Ha solo 5 anni ma sembra già che il peso della corona gli gravi sulla testa. Da piccolo, era tutto un broncio e una smorfia di disgusto – caratteristica che l’ha reso amatissimo sui social: conosci il gruppo Facebook “Baby George ti disprezza”? Oggi, piccolo ometto, è serio e posato, timido e introverso. Ha smesso di fare capricci in pubblico (ora ci pensa Charlotte) ma ha smesso anche di salutare chi lo osserva e fotografa. A oggi, la sua ritrosia davanti ai flash è inversamente proporzionale a quella della sorella Charlotte: tanto lei ama salutare la folla e lanciare sorrisi ai fotografi, tanto lui evita ogni attenzione, rifugiandosi dietro le gambe dei genitori. Basta mettere a confronto, tra le altre, le foto del loro primo giorno di scuola: quello di George è tutto musi lunghi e maschili strette di mano (è triste perché non c’è mamma Kate, a letto a causa della iperemesi gravidica), mentre Charlotte quando arriva il suo turno si siede in posa sulle scale dell’asilo arricciando il nasino e mostrando un sorriso a 32 denti.

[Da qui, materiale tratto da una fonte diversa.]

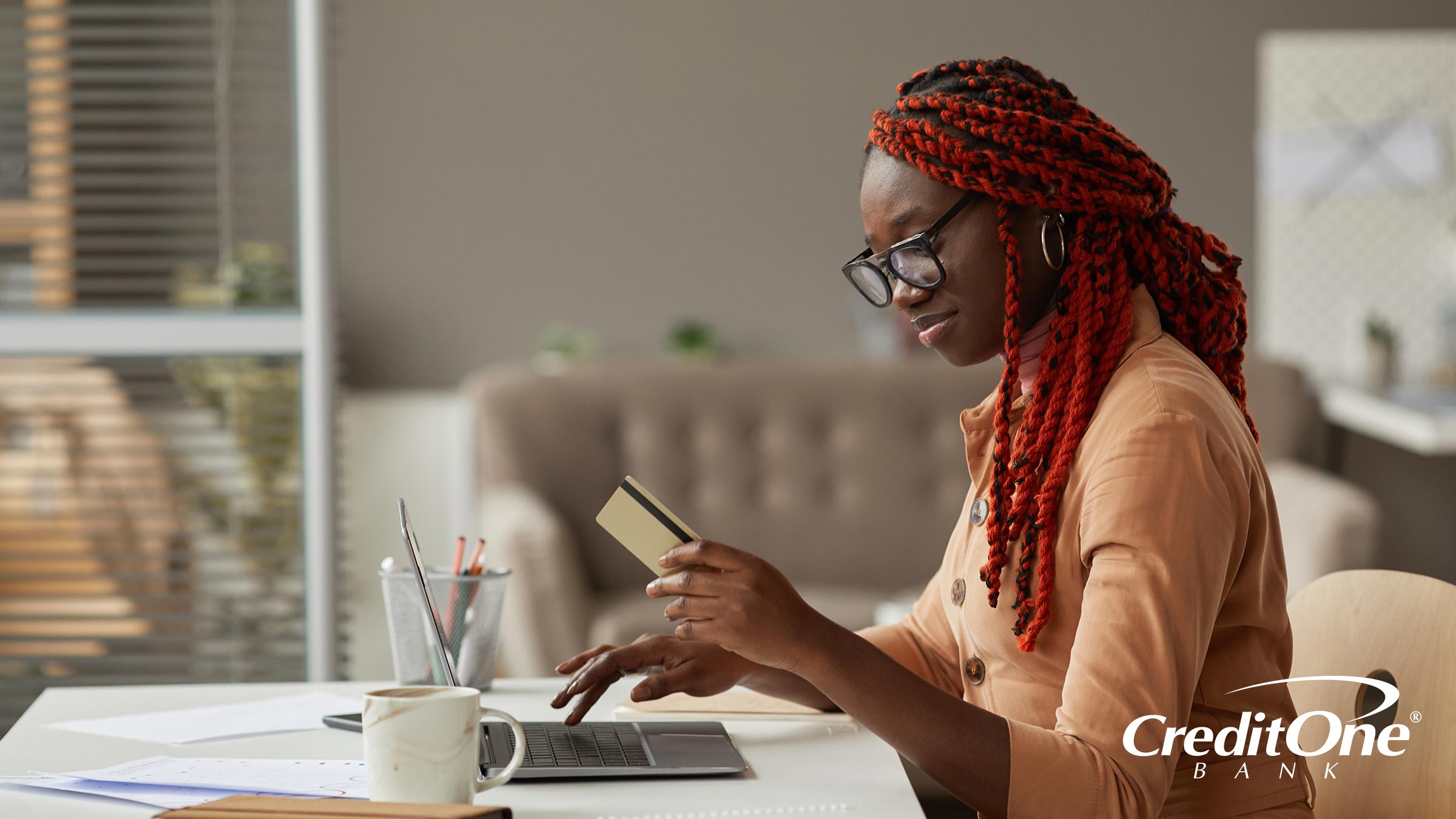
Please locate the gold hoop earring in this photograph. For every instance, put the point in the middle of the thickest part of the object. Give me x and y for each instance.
(1062, 241)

Con George, però, la Corona ha un grosso debito: il suo arrivo ha generato un contributo economico di circa 2,4 miliardi di sterline nei primi 3 anni di vita grazie al cosiddetto “Royal Baby Effect”. Solo mamma Kate era stata tanto brava, prima di lui. E ancor di più lo sarà la sorellina Charlotte, che secondo un rapporto di Brand Finance vale all’incirca 3,2 miliardi di sterline per l’industria della moda britannica, non perché sia più amata – suggerisce la rivista Forbes:questa discrepanza non è colpa di George: il mercato della moda maschile è semplicemente più piccolo delle ragazze “.

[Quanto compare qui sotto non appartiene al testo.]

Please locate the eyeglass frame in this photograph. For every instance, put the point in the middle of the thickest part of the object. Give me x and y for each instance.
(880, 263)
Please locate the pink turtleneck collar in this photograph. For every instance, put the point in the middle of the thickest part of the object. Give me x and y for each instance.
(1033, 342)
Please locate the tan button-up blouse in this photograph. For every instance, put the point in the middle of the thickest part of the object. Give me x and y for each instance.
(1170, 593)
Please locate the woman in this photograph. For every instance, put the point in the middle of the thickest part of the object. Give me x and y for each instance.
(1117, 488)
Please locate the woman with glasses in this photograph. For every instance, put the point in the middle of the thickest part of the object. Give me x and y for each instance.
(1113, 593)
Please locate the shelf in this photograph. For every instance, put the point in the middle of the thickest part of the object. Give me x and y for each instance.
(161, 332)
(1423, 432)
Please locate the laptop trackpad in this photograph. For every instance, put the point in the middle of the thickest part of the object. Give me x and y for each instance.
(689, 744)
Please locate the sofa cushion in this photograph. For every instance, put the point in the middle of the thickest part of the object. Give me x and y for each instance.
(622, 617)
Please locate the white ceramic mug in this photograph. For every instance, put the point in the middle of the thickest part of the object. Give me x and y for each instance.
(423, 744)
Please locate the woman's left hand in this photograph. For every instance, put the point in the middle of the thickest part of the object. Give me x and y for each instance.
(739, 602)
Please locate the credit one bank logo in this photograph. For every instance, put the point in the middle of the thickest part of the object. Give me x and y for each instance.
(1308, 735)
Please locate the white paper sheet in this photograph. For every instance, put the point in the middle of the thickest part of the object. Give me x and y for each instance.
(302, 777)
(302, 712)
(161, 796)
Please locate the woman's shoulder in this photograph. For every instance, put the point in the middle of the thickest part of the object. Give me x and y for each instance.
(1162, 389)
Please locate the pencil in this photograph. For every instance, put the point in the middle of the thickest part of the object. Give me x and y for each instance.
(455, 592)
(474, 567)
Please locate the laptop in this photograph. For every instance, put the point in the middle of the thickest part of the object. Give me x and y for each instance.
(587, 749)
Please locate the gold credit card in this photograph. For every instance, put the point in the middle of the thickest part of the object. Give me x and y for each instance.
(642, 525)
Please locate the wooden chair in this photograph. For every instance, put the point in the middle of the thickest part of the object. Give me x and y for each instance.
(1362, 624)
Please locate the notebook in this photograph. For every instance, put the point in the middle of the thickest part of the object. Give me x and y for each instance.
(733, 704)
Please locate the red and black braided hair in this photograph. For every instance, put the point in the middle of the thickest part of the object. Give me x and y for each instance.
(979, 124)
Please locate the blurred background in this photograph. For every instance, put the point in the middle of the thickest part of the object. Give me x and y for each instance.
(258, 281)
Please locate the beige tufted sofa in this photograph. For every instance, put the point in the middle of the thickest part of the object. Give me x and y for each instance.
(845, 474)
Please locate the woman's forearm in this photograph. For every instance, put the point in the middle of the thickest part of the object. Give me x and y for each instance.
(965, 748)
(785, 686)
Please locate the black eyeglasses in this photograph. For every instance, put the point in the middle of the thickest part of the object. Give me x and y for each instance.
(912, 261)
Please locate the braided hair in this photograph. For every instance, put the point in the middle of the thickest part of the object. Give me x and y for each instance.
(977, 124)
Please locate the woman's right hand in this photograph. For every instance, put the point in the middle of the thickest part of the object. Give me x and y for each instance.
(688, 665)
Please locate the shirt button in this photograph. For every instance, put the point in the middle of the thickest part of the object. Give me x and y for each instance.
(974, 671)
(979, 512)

In ogni caso, il piccolo principe è stato recapitato alla famiglia reale da una cicogna come un qualsiasi altro bambino, ed è del tutto inconsapevole del ruolo da protagonista giocato in una partita durante la quale probabilmente se ne sarebbe rimasto volentieri in panchina:

“C’è qualcuno nella Famiglia Reale che vuole essere re o regina? Io non lo credo, ma al momento giusto assolveremo ai nostri doveri” ha dichiarato con disarmante sincerità a Newsweek lo zio, il principe Harry.